Представляю, как произносил свою речь батюшка, указуя перстом в закопчённый потолок; как, и половины не понимая, слушал его зашедший к хозяйке в гости болгарин, может, сам ни в чём и не виноватый, дослушал и «тут же ушёл», не сказав ни в оправдание, ни в укор ни слова.
«Нет, не за этих людей проливали мы кровь, — негодовал Боткин, — а за будущих, за правнуков теперешних. Мы трудимся за идею христианства. Посмотрю, что будет дальше; своими же глазами я мог видеть только то, что турки угнетали культуру этих несчастных полудиких людей, мозги которых, очевидно, целые века не всеми своими частями работали равномерно. Восторг, с которым якобы встречают болгары русских, существует больше на бумаге корреспондентов, я не вижу нисколько этого восторга; мне даже кажется, что эти якобы восторженные встречи при наших въездах искусственно подготовлены... Болгары принялись грабить турок, но за нас они не поднялись.
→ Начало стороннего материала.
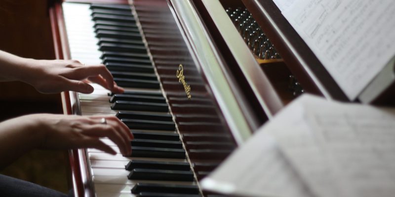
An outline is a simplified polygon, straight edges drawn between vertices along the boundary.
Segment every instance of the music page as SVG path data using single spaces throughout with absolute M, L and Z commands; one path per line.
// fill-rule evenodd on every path
M 279 116 L 303 120 L 288 130 L 277 122 L 267 131 L 314 195 L 393 196 L 395 110 L 308 96 L 298 100 Z
M 200 183 L 204 189 L 240 197 L 312 197 L 274 139 L 263 132 Z
M 395 55 L 394 0 L 275 2 L 350 99 Z
M 219 185 L 202 186 L 256 197 L 392 197 L 394 128 L 395 109 L 305 94 L 206 179 Z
Болгарская дружина, которая формировалась ещё в Кишинёве, насчитывала 12 тысяч человек! И это всё, что может дать целая страна? Всё на русской крови, всё русскими жилами и животом. Дорогая цена за чужую и, похоже, ненужную свободу».
Вот в этом-то и дело. Боткин — врач, и на его глазах шло истребление русского народа (в войну погибло более 100 тысяч, искалечено — без счёта), отсюда и его раздражение на болгар, а на самом деле — на идею. Но патриотизм не позволял ему критиковать «святую», как говорили славянофилы, идею этой войны, вот он и брызгал желчью на всё и на всех.
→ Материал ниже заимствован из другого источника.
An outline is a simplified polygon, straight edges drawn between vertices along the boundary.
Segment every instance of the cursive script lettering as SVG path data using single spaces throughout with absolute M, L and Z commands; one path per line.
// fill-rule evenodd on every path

Бердяев где-то заметил, что русское сознание всегда применяло к истории моральные и религиозные категории. И всё же трудно примирить религию и кровь, мораль и приказ: «Убей». Даже во имя?!
Болгария недолго пробыла независимой. Её завоевали в первую мировую войну, завоевали и во вторую, она была то фашистской, то социалистической. Свободы не получилось. Колесо Истории, как дыба, неумолимо.
Да, возможно, болгары не давали бесплатно воды и хлеба русским солдатам, но это не их вина. Можно ли судить раба за то, что он не смел и не силён? Рабу не надо быть смелым и сильным, ему надо быть хитрым, приспособиться, чтобы выжить. И наивно требовать от него патриотизма, смелости и ума. Как и любой народ живёт — «нипочёмствует», сеет рожь, жнёт, холит скот, ткёт холсты — хоть под турком, хоть под... чёртом лысым. И в этом его сила и спасение. Это не плохо и не хорошо, это так, как есть.